Loeb Visitors CenterTouro Synagogue National Historic Site, Newport, RI

Mission

Loeb Visitors Center Mission

The Loeb Visitors Center

Share the Vision

The Ambassador John L. Loeb Jr. Visitors Center at the Touro Synagogue in Newport, Rhode Island stands at the corner of time and history. Physically located at Spring and Touro Streets, on the campus of the National Landmark Touro Synagogue, the Loeb Visitors Center and Exhibit Hall celebrates all of our first amendment rights. It most specifically illuminates America’s guaranteed right of religious freedom and the clear separation of church and state.

The Government of the United States… gives to bigotry no sanction, to persecution no assistance… everyone shall sit in safety under his own vine and fig tree, and there shall be none to make him afraid.

— George Washington, Letter to the Hebrew Congregation in Newport, RI

Newport and the colony of Rhode Island are the places where the ideas and ideals of religious liberty, tolerance of belief, and the separation of church and state were first practiced in the Americas.
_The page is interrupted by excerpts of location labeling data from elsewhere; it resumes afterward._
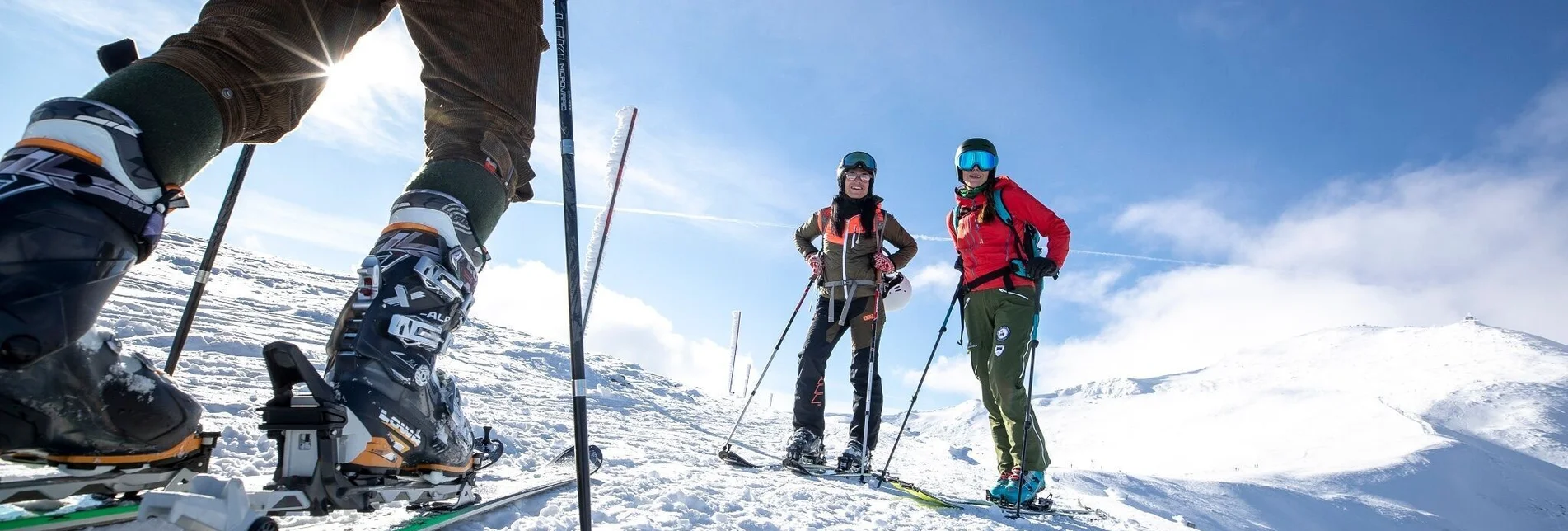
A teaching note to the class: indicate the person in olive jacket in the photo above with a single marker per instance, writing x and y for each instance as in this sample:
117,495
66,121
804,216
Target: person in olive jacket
850,267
The Rhode Island colony was certainly the first political entity, perhaps in the world, to mandate the separation of church and state. The Loeb Visitors Center was built to commemorate the development of these concepts and marks the role of the Jewish people in helping to build the multi-cultural foundations of a new nation. By bringing these ideals to an open, public forum and by encouraging the teaching of the stories to be found in our exhibits and materials, we hope to strengthen the commitment of future generations to these shared values. George Washington wrote to the Quaker assembly in 1789:

The liberty enjoyed by the people of these States, of worshiping Almighty God agreeably to their consciences, is not only among the choicest of their blessings, but also of their rights.